After I posted the piece on Preston and his visit with the Principal today I received many notes in defense of the kid. People came out of the woodwork to proclaim that indeed Preston is innocent. The reasons were unique and varied and in the end, I think we all just love that all-American Norman Rockwell kid.
I wanted to post a most eloquently stated (and surely unbiased) op-ed piece from his grandfather Richard Woolsey, sent via email earlier this afternoon.
Before we try Preston in the court of public opinion . . . I want to offer a reasoned voice in defense of this seemingly intractable situation and to argue on his behalf — “Preston vs. The Establishment.”
As Preston’s grandfather, I am objective when I say “he is not guilty” — rather, Preston is a victim of circumstances i.e. “growing up; exploring and pushing the boundaries” of learning; to see what’s on the other side. One could reasonably argue there are worse grievances than “cutting-up” in class from time to time. Has anyone heard of the First Amendment – Freedom of Speech?
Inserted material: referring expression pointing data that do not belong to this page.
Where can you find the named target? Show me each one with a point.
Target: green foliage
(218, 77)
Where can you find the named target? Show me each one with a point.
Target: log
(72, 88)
The question arises; did this infraction warrant a trip to the principal’s office? Hardly! Was the public humiliation in front of his peer’s sufficient punishment? Certainly! Was it necessary to Rat him out by sending a note from the principal to Preston’s parents? The worst kind of punishment! What happened was simply a “mis-interpretation” and should not have been elevated to this point.
Now, I understand that some folks might cry out “Give me a Break!” But before rushing to judgment, hear me out. Answer these questions: what influenced Preston’s behavior? Where did these seeds come from? Well folks, as they say, the apple does not fall far from the tree. To Wit, Preston’s father (Chris) and his ad-nauseam run ins with his teachers and the principal, ranging from grades “K” and on up the line. His legacy, of sorts, is a run unmatched in the annuals of our public schools here in Thousand Oaks. I can attest to this for we were frequently summoned to school to listen to the charges – what he did or didn’t do, post bail and plea bargain that this would never happen again. By and large, we defended Chris’s actions under the pretense of being “curious and wanting to learn the truth” and he did this by engaging his teachers in round after round of robust debate. As the years wore on, Chris often found himself sitting in the hot seat, each altercation, well conceived, seemingly besting the previous one. No, I think it is fair to say that Preston could not have a better figure to emulate.
And as for Sherri and me . . . we knew Chris was traveling two roads, never knowing which he would choose, until he met Megan . . . a life of crime or scholarly achievement. Fortunately for us, he took the higher, less traveled road and I, I am glad he did.
In summation, our grandson is a product of his environment and upbringing. I ask that you “cut him some slack,” I think he’s doing just fine.